Sheryl Kataoka MD, MSHS
Titles
Fellowship Training Director, Child and Adolescent Psychiatry
Professor In-Residence, Psychiatry and Biobehavioral Sciences
Jane and Terry Semel Institute for Neuroscience and Human Behavior
Member, CTSI
Community Engagement and Research Program (CERP)
Contact Information
Mailing Address:
UCLA Wilshire Ctr, Suite 300Los Angeles, CA 90095
UNITED STATES
Biography
Dr. Sheryl Kataoka is Professor-in-Residence in the UCLA Division of Child and Adolescent Psychiatry, where she serves as the Training Director of the Child and Adolescent Psychiatry Fellowship. She completed her Bachelors of Science at UCLA and medical school at George Washington University School of Medicine in Washington, D.C. She returned to Los Angeles for her Psychiatry Residency training at Harbor-UCLA Medical Center during which she was also an APA Minority Fellow. She completed her child psychiatry fellowship training at the UCLA Semel Institute, and then launched her research career as an APA research fellow in the Program for Minority Research Training in Psychiatry when she examined the psychopathology. She continued her research training as a Robert Wood Johnson Clinical Scholar and received her Masters of Science in Health Services Research from the UCLA School of Public Health. She is an investigator with the UCLA Center for Health Services and Society and the site PI for the National Child Traumatic Stress Networks Treatment and Services Adaptation Center for Resiliency, Hope and Wellness in Schools.
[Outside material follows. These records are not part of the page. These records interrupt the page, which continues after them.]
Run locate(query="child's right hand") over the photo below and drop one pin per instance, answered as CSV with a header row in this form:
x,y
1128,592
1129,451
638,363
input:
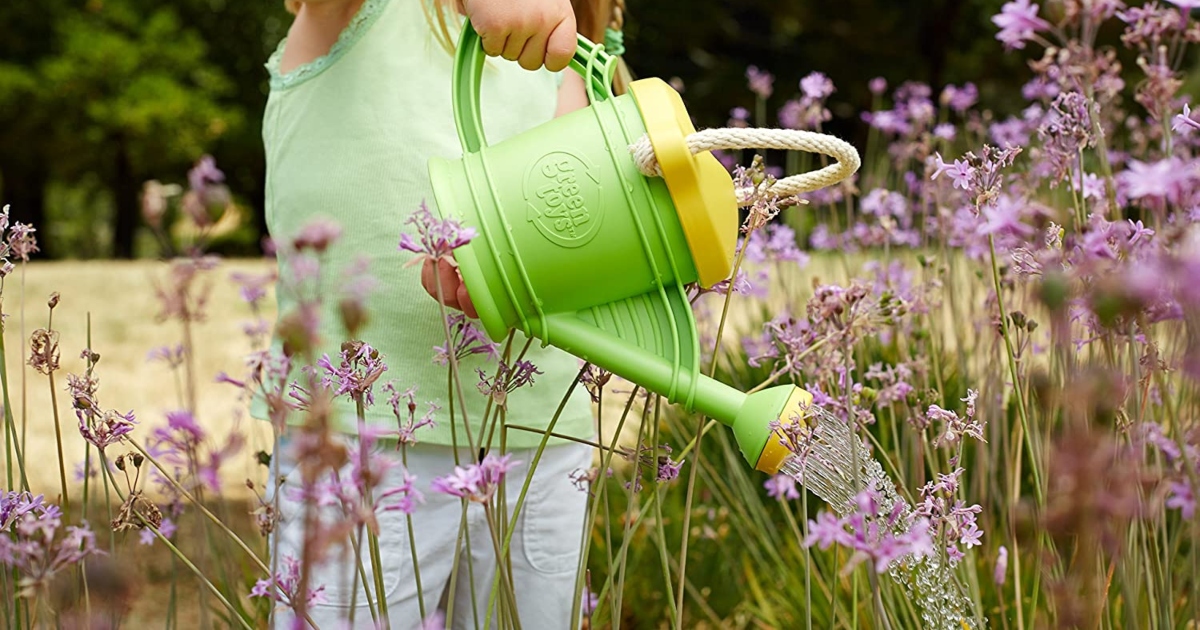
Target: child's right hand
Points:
x,y
532,33
444,271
As a child psychiatrist and health services researcher, Dr. Kataokas research has been dedicated to improving the access to and quality of mental health care for ethnic minority children and their families. She has documented racial disparities in unmet need for child mental health services nationally and over the past fifteen years, she has engaged in community-partnered research that merges evidence-based treatments with local knowledge about community populations and systems. These partnerships have led to innovative ways of delivering guideline-based mental health care in non-traditional settings, such as schools, and to new quality improvement efforts both locally and nationally, for youth with post-traumatic stress and depression. She has also been working to narrow disparities in health and mental health care through improving access to services in school-based health centers and improving the integration of mental health services in school-based primary care settings.